その日は奥歯の根幹治療だったんだけど、治療が始まってすぐ後悔したよ。
歯茎の麻酔を延々と打たれる。30分ぐらい歯茎に麻酔をずっと注入され続ける感じだった。
で、麻酔が効くまで待ってねーって言われから、軽く2時間ぐらい放置。
で、ようやく治療が始まったと思ったら、医者は、奥歯をゆっくり、ゆっくり2時間ぐらいかけて削って、根っこの治療をぐりぐり、ぐりぐり延々と4時間ぐらい続けやがった。
いつまでたっても治療が終わらない。

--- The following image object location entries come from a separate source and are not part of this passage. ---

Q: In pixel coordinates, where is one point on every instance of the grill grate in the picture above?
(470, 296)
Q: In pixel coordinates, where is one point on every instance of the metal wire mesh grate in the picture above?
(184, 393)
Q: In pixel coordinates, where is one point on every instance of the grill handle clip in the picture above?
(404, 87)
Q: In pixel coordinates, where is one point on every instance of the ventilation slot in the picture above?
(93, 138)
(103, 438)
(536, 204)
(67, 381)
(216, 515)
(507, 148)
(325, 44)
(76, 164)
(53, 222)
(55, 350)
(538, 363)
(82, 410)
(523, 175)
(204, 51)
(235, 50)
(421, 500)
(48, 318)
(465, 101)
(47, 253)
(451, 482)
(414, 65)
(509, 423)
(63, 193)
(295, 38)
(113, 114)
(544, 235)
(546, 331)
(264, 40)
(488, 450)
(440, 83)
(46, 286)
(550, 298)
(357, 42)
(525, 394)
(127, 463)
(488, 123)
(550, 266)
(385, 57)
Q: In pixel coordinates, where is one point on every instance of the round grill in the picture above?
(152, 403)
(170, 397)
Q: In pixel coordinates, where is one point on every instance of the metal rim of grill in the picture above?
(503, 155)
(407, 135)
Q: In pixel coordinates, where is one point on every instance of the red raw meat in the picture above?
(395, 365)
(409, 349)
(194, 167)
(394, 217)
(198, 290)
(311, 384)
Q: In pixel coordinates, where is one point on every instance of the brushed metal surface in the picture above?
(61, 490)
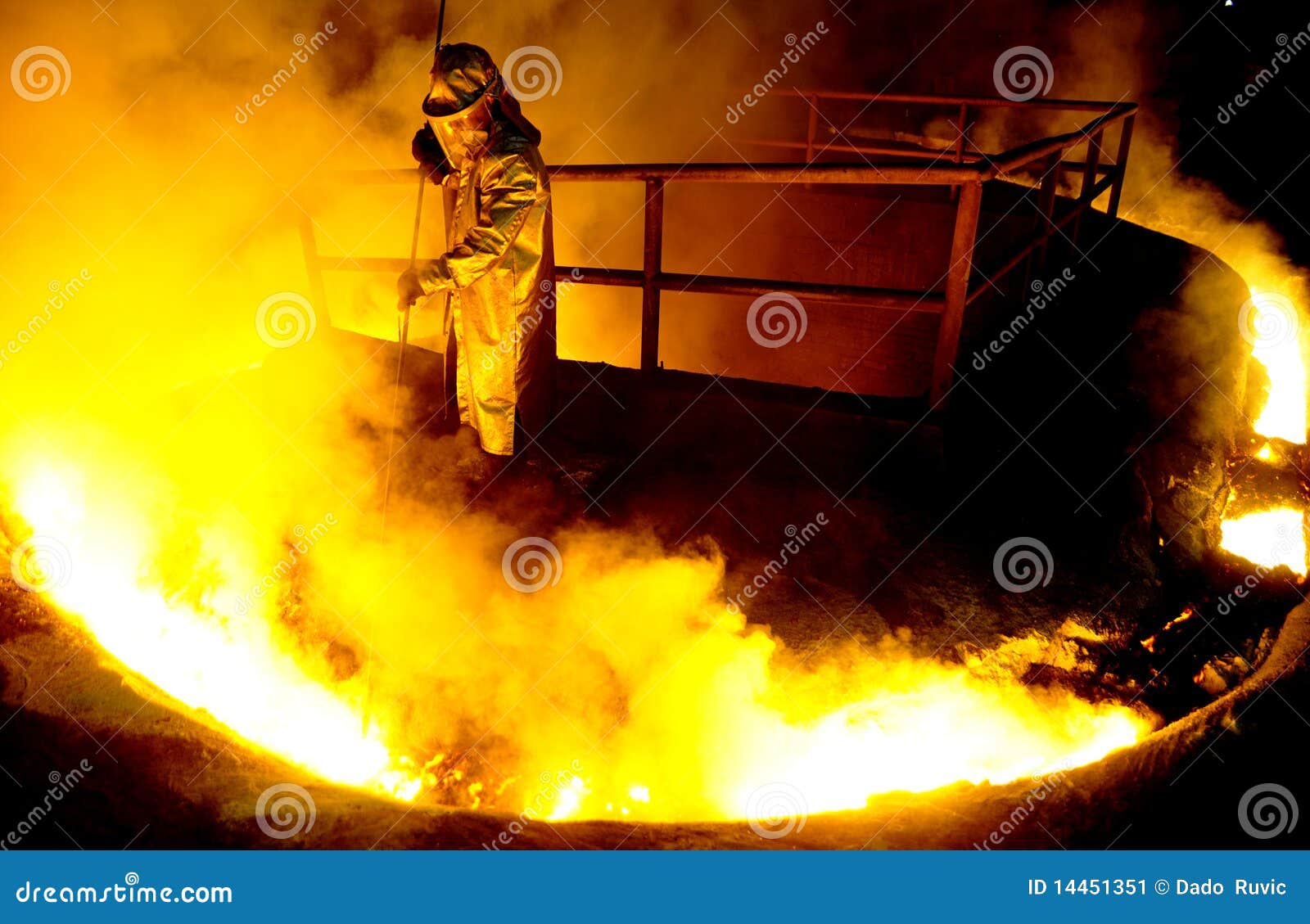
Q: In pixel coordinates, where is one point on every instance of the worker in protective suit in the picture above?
(501, 268)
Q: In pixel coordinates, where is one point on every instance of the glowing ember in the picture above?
(1270, 539)
(229, 666)
(1272, 325)
(714, 732)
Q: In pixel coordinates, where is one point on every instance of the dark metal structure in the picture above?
(962, 169)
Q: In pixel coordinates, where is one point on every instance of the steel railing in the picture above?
(963, 170)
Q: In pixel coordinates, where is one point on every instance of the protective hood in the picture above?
(467, 98)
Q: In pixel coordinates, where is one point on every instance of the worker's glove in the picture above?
(430, 156)
(409, 288)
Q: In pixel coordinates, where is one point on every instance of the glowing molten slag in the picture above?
(229, 666)
(1268, 539)
(1275, 325)
(1275, 537)
(717, 736)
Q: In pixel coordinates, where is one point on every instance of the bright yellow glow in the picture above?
(209, 659)
(1270, 539)
(1275, 330)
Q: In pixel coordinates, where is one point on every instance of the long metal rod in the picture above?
(653, 253)
(904, 300)
(396, 395)
(956, 291)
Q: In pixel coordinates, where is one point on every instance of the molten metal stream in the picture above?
(1275, 535)
(739, 741)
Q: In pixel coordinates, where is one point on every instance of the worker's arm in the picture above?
(510, 190)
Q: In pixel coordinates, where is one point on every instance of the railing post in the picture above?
(314, 268)
(653, 255)
(1089, 169)
(956, 290)
(812, 128)
(960, 143)
(1117, 189)
(1089, 178)
(1047, 203)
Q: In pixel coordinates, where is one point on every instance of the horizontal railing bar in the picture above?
(1026, 153)
(969, 157)
(1041, 237)
(997, 102)
(932, 174)
(903, 300)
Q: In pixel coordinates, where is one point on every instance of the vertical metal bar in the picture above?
(1126, 139)
(1089, 178)
(654, 248)
(960, 143)
(956, 290)
(1089, 170)
(1047, 202)
(812, 128)
(314, 268)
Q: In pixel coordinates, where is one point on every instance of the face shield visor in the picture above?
(460, 131)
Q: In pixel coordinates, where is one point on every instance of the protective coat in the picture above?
(501, 273)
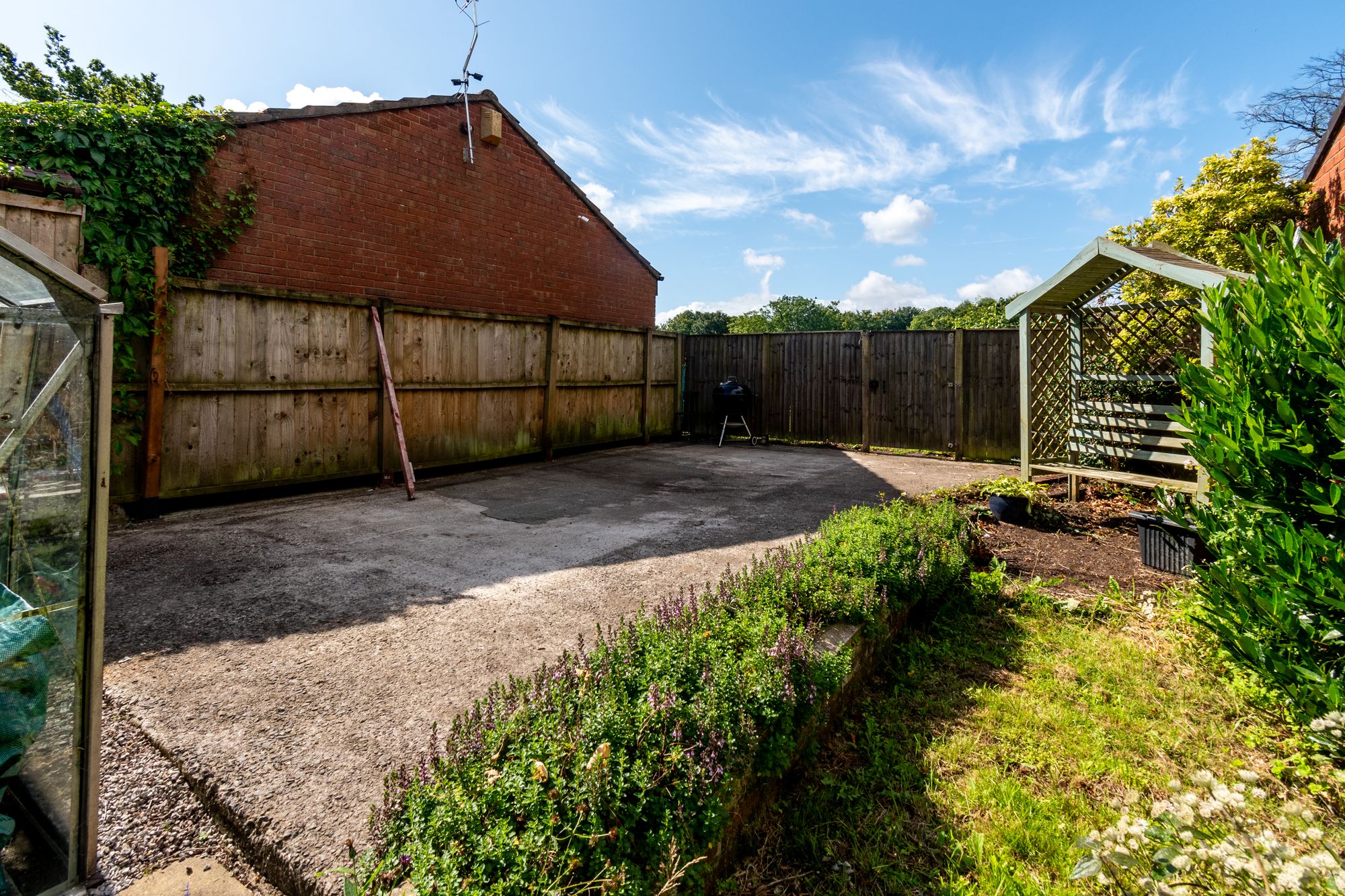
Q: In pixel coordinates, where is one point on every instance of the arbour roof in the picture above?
(1105, 263)
(245, 119)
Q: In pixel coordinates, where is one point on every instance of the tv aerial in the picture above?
(469, 9)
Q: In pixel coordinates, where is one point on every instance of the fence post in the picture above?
(960, 396)
(389, 458)
(155, 389)
(553, 339)
(1024, 396)
(649, 385)
(866, 389)
(679, 397)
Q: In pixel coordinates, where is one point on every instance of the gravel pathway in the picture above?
(150, 818)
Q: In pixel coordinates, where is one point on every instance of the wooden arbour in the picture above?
(1098, 378)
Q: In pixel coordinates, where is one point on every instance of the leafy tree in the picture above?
(1268, 424)
(968, 315)
(96, 84)
(143, 166)
(1301, 111)
(1233, 196)
(886, 319)
(797, 314)
(699, 323)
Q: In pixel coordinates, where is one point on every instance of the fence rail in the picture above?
(267, 388)
(925, 389)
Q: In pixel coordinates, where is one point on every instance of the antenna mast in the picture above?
(463, 6)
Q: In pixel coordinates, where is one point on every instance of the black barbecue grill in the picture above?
(730, 400)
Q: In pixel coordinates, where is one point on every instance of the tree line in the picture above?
(800, 314)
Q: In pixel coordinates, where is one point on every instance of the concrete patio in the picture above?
(289, 653)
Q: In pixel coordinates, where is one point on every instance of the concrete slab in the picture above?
(289, 653)
(189, 877)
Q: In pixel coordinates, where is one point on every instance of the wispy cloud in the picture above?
(808, 220)
(765, 263)
(900, 222)
(989, 115)
(801, 162)
(879, 291)
(1007, 283)
(566, 135)
(1136, 111)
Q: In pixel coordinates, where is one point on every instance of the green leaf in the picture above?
(1086, 866)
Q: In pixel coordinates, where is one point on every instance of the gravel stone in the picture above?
(149, 818)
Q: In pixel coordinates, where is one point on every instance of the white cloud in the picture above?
(1125, 111)
(879, 291)
(808, 220)
(900, 222)
(802, 162)
(1000, 112)
(1007, 283)
(571, 149)
(646, 210)
(601, 196)
(301, 96)
(759, 261)
(567, 136)
(767, 264)
(237, 106)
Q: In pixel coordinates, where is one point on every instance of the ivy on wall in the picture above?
(143, 166)
(143, 171)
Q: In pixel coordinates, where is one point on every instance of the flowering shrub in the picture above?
(1268, 423)
(592, 774)
(1214, 837)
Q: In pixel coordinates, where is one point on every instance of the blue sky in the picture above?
(879, 154)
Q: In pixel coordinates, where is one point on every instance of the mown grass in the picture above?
(1000, 732)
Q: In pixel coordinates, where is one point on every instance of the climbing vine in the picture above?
(145, 175)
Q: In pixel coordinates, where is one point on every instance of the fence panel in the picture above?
(270, 386)
(810, 388)
(991, 395)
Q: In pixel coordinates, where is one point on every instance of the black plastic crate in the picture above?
(1167, 545)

全然終わらない。
口開けっ放しのまま、合計14時間ぐらい(体感だけど)治療という名の拷問を受けることになった。
マジ死ぬかと思った。
それから世界が超スローになることがいろんな所で頻繁に起こるようになった。
13日の金曜日って映画あるだろ? ホラー映画。
あれなんか絶叫しそうな場面から、超スローになって、ジェイソンが現れるまで8時間ぐらいもかかった。退屈で死ぬかと思ったぜ。

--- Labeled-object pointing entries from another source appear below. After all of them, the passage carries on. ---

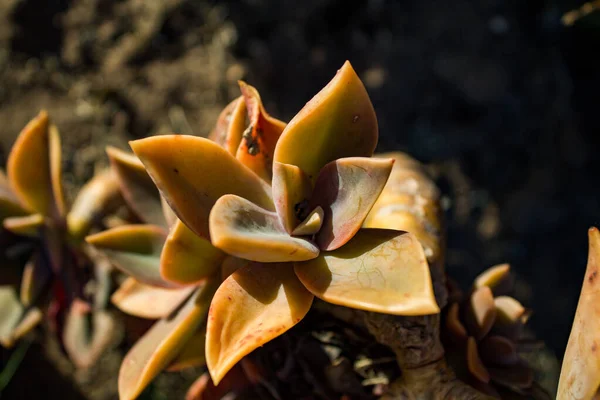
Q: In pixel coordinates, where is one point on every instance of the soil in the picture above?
(497, 96)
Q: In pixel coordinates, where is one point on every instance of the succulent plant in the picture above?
(580, 374)
(61, 267)
(485, 331)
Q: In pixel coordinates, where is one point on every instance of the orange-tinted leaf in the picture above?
(146, 301)
(193, 172)
(338, 122)
(580, 374)
(162, 343)
(346, 189)
(291, 194)
(253, 306)
(188, 258)
(258, 141)
(192, 354)
(230, 126)
(474, 363)
(311, 224)
(55, 162)
(243, 229)
(135, 250)
(378, 270)
(137, 187)
(35, 277)
(28, 225)
(28, 167)
(87, 333)
(93, 201)
(481, 313)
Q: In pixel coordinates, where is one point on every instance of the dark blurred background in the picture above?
(499, 96)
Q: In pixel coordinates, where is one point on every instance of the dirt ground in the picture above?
(497, 95)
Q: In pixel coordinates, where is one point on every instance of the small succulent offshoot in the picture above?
(54, 281)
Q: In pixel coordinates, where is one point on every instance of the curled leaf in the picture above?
(135, 250)
(378, 270)
(254, 305)
(137, 187)
(192, 173)
(146, 301)
(291, 193)
(29, 225)
(187, 258)
(580, 374)
(93, 201)
(258, 141)
(162, 343)
(28, 167)
(338, 122)
(346, 189)
(243, 229)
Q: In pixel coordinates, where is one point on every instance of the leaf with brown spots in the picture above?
(253, 306)
(580, 374)
(378, 270)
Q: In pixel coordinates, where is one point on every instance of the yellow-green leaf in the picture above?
(253, 306)
(346, 189)
(338, 122)
(147, 301)
(28, 167)
(378, 270)
(137, 187)
(28, 225)
(187, 258)
(243, 229)
(193, 172)
(162, 343)
(291, 194)
(135, 250)
(258, 141)
(93, 201)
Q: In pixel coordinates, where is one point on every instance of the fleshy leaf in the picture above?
(258, 141)
(28, 167)
(87, 333)
(162, 343)
(35, 277)
(93, 201)
(481, 313)
(137, 187)
(291, 194)
(580, 374)
(28, 225)
(230, 126)
(346, 189)
(187, 258)
(378, 270)
(338, 122)
(253, 306)
(311, 224)
(55, 162)
(192, 173)
(243, 229)
(146, 301)
(474, 363)
(135, 250)
(192, 354)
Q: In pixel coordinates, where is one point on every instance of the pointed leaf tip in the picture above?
(193, 172)
(254, 305)
(378, 270)
(338, 122)
(242, 229)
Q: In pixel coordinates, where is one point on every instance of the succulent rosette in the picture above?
(285, 206)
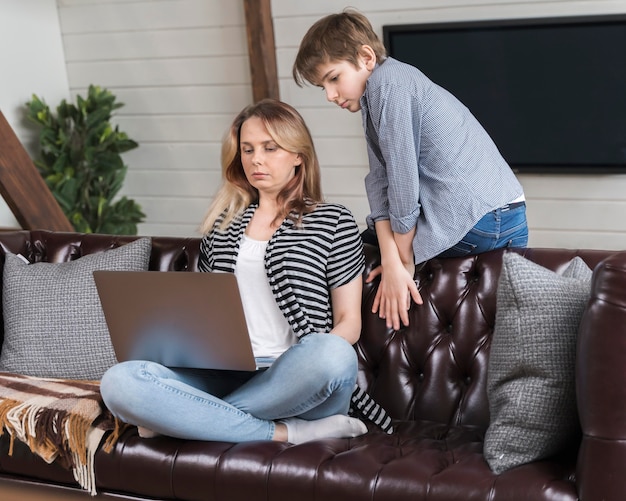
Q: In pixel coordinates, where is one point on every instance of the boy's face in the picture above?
(344, 83)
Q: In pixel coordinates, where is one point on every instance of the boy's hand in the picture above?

映画やドラマの思わず肩に力が入るようなやつはだいたいダメ。ゆっくりすぎて、我慢して終わりまで見ることができない。
心臓バクバク系もダメ。
思い切ってクラスメイトに告ったら、世界が固まったみたいに超スローになって、返事もらうまで6時間ぐらいかかった。
返事?「じゃあ、お友達なら」だよ。6時間もかかって。
なんだよ、それ。
人気の家系ラーメン屋の行列は、だいたい7時間ぐらい並んだ。
コンビニの混雑するレジだと3時間。
QBハウスのヘアカットの順番待ちは、次になってから2時間待たされた。
で、どうやら世界がスローになるのは、俺に危険が迫った時とかじゃなくて、俺がストレスを感じると起こる現象だってことに気づいたわけだ。
肩に力が入ったり、イラっとしたり、ドキドキすると起こるんだな。
世界がスローになる度合いも、どうやら俺の感じるストレスの大きさと比例するようなんだ。
頻繁に起きだしたのは、多分、俺が喧嘩ばかりしていたせいで、すぐに臨戦態勢になれるように身体が順応したってことなんだろうな。
それからの俺は、心穏やかに過ごすようにしたよ。
喧嘩もボクシングもやめた。
いちいち世界がスローになってたら、やってられないだろ。さすがに。
それから6年。
もう喧嘩どころか口論さえしない。
怒らない、イラッとしない、他人に優しくする。笑って過ごす!これだよ。人間は。
それで俺は「ホトケのゴンちゃん」って言われるようになったわけよ。
え?ゴンの由来?
喧嘩の時に、チョーパンすんじゃん。
頭で相手の顔とか容赦なくゴン、ゴンやるわけ。俺が。
それで俺は”ゴンちゃん”って呼ばれるようになったわけ。
今じゃすっかりホトケだけどな。
じゃ、ちょっとトイレ行ってくるわ。
漏れそう。酎ハイ飲み過ぎたわ。大も出そう。
え? そこまでいちいち言わなくていい? わかった。わかった。
おっ、並んでんじゃん。まいったな。
ちょっ、ジジイ。横入りすんなよ。
漏れそうだ? ふざけんな。
こっちが漏れそうなんだよ。
・・・ったく。
あれ? 世界がスローになってる。
やっ、やばい!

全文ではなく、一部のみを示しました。